WRTL: Big Win for Campaign Finance Deregulation
The following commentary is from Loyola Law School Professor Rick Hasen and is cross-posted here at Election Law Blog.
Today’s opinion is a major victory for those who oppose campaign finance regulation, and will likely lead to a new proliferation of corporate and union funded campaign ads in the 2008 election season. It has revealed the Roberts Court, as I have feared, as moving firmly into the deregulationist camp, with the Chief Justice and Justice Alito dressing up the opinion as a minimalist, incremental decision. My hope that Justice Kennedy’s respect for stare decisis could save the corporate/union PAC requirement has been dashed. Here are a few observations:
1. In my writings on campaign finance, I have analogized the Supreme Court’s campaign finance cases to the swing of a pendulum. We began with Buckley, which was a multi-authored schizophrenic opinion offering something (a ban on independent campaign expenditures by individuals) to those who believe that most campaign finance laws conflict with First Amendment rights of speech and association, and something else (upholding of campaign contribution limits) to those who believe that the government’s interest in preventing corruption, insuring the integrity of the electoral process or promoting electoral equality (though the Buckley court itself eschewed that interest). The early post-Buckley cases, such as Bellotti, and NCPAC were deregulationist, and were followed by the period I’ve called the New Deference, where the four liberals on the Court, joined by Justice O’Connor, upheld a wide range of campaign finance laws, including major provisions of the McCain-Feingold law (the Bipartisan Campaign Finance Act, or BCRA) in a number of different cases. Last year’s Randall decision showed Justice Breyer trying to salvage the campaign finance regime and prevent the Chief and Justice Alito from going to the deregulationist side. Today it is clear that those efforts have failed.
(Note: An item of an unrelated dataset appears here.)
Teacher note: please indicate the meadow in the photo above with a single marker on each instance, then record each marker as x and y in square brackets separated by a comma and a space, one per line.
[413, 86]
2. The Court today does not expressly overrule McConnell or Austin’s holding that it is permissible to require corporations (and unions) to spend money on ads expressly advocating the election or defeat of a federal candidate (or “the functional equivalent of such ads”) from a separate political action committee (or PAC) and not from general treasury funds. But the limit on corporate and union spending is now dead as a practical matter. The test that Roberts/Alito embrace is essentially the same, decontexutal see no evil approach of the lower court: if an ad can be viewed as not about electing a candidate (and instead about an issue), it must be viewed that way and exempt from the PAC requirement. Nothing makes the point better of how far this test goes to bar regulation of ads than the Chief’s footnote 7:
JUSTICE SCALIA thinks our test impermissibly vague. See post, at 11-12 (opinion concurring in part and concurring in judgment). As should be evident, we agree with JUSTICE SCALIA on the imperative for clarity in this area; that is why our test affords protection unless an ad is susceptible of no reasonable interpretation other than as an appeal to vote for or against a specific candidate. It is why we emphasize that (1) there can be no free-ranging intent-and-effect test; (2) there generally should be no discovery or inquiry into the sort of “contextual” factors highlighted by the FEC and intervenors; (3) discussion of issues cannot be banned merely because the issues might be relevant to an election; and (4) in a debatable case, the tie is resolved in favor of protecting speech. And keep in mind this test is only triggered if the speech meets the brightline requirements of BCRA s 203 in the first place. JUSTICE SCALIA’s criticism of our test is all the more confusing because he accepts WRTL’s proposed three-prong test as “clear.” Post, at 17. We do not think our test any vaguer than WRTL’s, and it is more protective of political speech. (original emphasis)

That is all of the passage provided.